Os remédios atuam para restaurar a neuroplasticidade, que é a
capacidade de criarmos novas conexões entre os neurônios (sinapses) nas áreas
do cérebro responsáveis pelo prazer, concentração e socialização, de forma mais
rápida para que o paciente consiga dar os próximos passos do tratamento.
A terapia cognitivo-comportamental específica para depressão
funciona como uma espécie de "musculação" do cérebro. É um método
amplamente utilizado e bem-sucedido nos tratamentos.

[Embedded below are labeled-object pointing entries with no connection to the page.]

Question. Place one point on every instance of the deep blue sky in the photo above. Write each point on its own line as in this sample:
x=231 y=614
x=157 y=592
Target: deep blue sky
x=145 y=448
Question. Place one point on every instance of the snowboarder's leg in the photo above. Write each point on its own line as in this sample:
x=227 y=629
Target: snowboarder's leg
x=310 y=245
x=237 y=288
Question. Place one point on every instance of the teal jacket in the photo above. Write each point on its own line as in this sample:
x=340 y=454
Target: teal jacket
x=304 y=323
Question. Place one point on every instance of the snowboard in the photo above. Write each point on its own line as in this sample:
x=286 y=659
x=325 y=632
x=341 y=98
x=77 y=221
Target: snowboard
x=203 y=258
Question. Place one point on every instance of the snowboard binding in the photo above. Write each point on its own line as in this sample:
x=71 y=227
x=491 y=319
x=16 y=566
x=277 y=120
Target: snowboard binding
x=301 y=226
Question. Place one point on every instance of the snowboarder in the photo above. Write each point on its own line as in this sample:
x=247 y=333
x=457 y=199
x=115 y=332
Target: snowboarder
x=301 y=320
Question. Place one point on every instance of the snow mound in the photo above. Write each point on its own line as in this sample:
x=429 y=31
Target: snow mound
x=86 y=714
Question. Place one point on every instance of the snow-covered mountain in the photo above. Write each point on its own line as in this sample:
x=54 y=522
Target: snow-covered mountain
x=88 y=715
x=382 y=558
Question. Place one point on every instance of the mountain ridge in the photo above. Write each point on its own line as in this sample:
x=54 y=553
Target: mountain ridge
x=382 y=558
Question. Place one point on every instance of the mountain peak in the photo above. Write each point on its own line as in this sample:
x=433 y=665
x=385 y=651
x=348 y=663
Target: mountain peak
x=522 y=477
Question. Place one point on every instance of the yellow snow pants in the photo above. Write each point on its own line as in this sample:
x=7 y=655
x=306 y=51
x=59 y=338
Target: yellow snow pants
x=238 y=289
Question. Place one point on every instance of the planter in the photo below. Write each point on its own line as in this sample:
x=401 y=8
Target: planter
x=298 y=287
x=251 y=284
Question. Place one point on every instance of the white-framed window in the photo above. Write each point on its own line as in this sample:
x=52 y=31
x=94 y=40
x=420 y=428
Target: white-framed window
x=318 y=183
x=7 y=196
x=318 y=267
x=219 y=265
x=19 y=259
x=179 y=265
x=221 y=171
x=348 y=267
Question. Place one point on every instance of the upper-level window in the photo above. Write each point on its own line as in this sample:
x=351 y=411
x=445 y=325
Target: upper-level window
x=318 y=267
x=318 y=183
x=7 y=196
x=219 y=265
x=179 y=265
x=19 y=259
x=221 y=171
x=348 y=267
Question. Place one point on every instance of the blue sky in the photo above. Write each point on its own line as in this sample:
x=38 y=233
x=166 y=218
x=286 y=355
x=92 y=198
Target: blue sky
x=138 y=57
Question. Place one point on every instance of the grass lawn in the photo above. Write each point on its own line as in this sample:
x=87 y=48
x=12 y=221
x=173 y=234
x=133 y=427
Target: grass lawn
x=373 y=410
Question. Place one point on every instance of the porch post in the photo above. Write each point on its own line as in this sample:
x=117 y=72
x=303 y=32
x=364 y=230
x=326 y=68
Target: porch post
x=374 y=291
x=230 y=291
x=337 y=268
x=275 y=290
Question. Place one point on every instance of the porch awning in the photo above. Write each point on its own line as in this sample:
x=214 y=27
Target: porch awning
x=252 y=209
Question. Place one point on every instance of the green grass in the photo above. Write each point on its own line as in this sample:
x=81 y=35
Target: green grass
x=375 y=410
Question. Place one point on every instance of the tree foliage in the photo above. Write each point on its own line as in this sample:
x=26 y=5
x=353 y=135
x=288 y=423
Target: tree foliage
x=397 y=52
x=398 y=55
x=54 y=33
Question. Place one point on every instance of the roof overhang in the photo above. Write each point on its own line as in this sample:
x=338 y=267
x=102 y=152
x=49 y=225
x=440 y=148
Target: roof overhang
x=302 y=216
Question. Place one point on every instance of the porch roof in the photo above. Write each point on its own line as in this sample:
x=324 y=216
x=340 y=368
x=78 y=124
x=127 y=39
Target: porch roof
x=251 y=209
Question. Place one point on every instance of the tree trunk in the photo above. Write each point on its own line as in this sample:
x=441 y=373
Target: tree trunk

Outros aliados no tratamento são o exercício físico regular e
a alimentação.
"A atividade física atua em três principais mecanismos:
produz endorfina, que é como se fosse uma morfina do próprio corpo, uma
substância que tira a dor e é gostosa. Nem sempre você vai ter isso logo no
início, por isso o exercício tem que começar muito pouco sofrido. Aumenta a
liberação de serotonina em algumas áreas, mas para isso acontecer, precisa de
algumas semanas. O importante é ter algum exercício que você consiga manter. Diminui
os níveis de hormônios inflamatórios, diminui níveis de cortisol e permite que
essas sinapses, esses caminhos neuronais, cresçam", diz o médico.
Na alimentação, é preciso evitar comidas que estimulam
processos inflamatórios no organismo e aumentar o consumo daquelas que têm
comprovadamente efeitos antidepressivos.
"O maior inimigo da depressão em termos de alimentação é
o açúcar refinado. [...] O cérebro precisa de glicose o tempo todo, se fica uma
gangorra durante o dia, a gente vai ter pico de estresse e pico de sonolência.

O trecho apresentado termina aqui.